I have been told in my CUDA course that the following access (global memory) is coalescaled if elements of my "a" array have a size of 4,8 or 16 bytes.

int i = blockIdx.x*blockDim.x + threadIdx.x;
a[i];

The 2 conditions for coalescing are : Threads of the warp must access a chunk of 32, 64 or 128 bytes. Warp's first thread must be accessing an address which is a multiple of 32, 64 or 128

But in this example(first condition), nothing guarantees that the warp will access a chunk of 32 bytes.

If I assume that a's elements are floats (4 bytes), and if I define blockDim.x as 5, then every warp will access chunks of 20 (4x5) bytes even though elements of my "a" array have a size of 4,8 or 16 bytes, and not 32. So, is the very first claim about coalescing false ?

Thank you for your answer.

Solution

But in this example(first condition), nothing guarantees that the warp will access a chunk of 32 bytes.

Because of thread ordering, it guarantees that each warp accesses 128 bytes (32 threads x 4 bytes). Which is a necessary condition of coalesced memory access.

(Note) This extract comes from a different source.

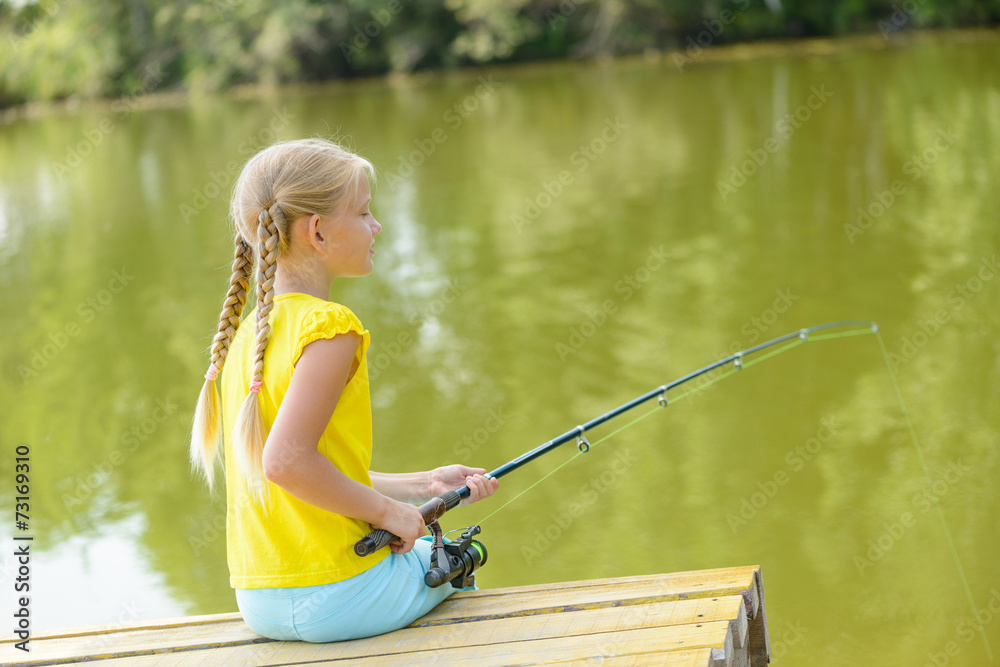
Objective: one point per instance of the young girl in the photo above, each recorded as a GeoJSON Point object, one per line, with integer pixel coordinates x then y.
{"type": "Point", "coordinates": [295, 406]}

If I assume that a's elements are floats (4 bytes), and if I define blockDim.x as 5, then every warp will access chunks of 20 (4x5) bytes even though elements of my "a" array have a size of 4,8 or 16 bytes, and not 32.

Warps are always 32 threads. If you define blockDim.x as 5, each block will consist of 1 warp with 27 nulled threads. The coalescing rules will still apply and transactions will be coalesced, but you are wasting 27/32 of your potential computational capacity and memory bandwidth.

So, is the very first claim about coalescing false ?

No.